Section 1 describes the problem context and sketches out the proposed solutions. Section 2 outlines the power models used for memory and for disk, and then lists some of the existing control algorithms that they will be compared with. Sections 3 and 4 are the core of the paper, as they establish the precise meaning of “performance guarantee” for memory (relatively straightforward) and disk (more complex given the number parameters), and then provide efficient algorithms for setting device energy management parameters that take into account guarantees and current device usage. Sections 5 and 6 present and analyze experimental results obtained from simulators. Sections 7, 8, and 9 are devoted to some work on a hybrid “static + dynamic” algorithm, brief summaries of related work, and a discussion of future work.
There are several key ideas presented here.
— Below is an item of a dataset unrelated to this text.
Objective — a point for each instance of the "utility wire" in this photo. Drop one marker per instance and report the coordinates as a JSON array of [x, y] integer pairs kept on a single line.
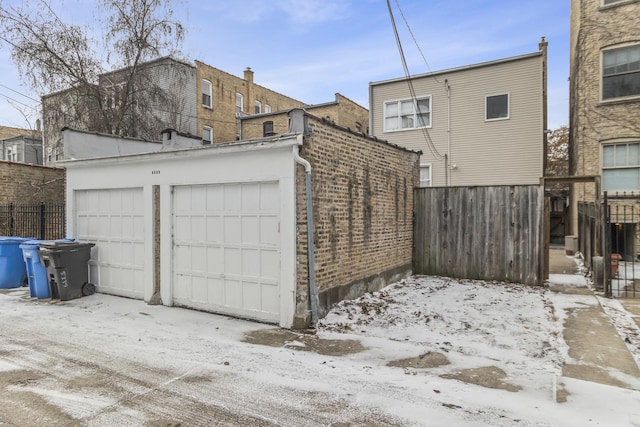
[[430, 145]]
One is that of “slack,” or “the amount of allowed execution delay” introduced by energy management that still permits performance guarantees to be met. This idea is combined with that of an “epoch,” a sequence of device accesses (about a million such accesses for memory, and around 100 seconds for disk drives). Unused slack in one epoch can be used in a later epoch, and this allows energy management settings to differ from epoch to epoch (for performance-directed static (PS) control algorithms) or within an epoch (for performance-directed dynamic (PD) control algorithms). At the start of each epoch, the PS algorithm determines settings via optimization so that the energy savings over all devices are maximized while ensuring the sum of energy management-induced delays across all devices is less than the available slack. The PD algorithm computes threshold values at the start of each epoch, again chosen for all devices such that available slack is not exceeded. Both PS and PD use earlier epochs as predictions of expected device usage.
Both PS and PD produce better results than other schemes, although PS is better for memory devices, while PD is better for disk devices. A hybrid scheme combining both PS and PD is investigated, but the authors report mixed results.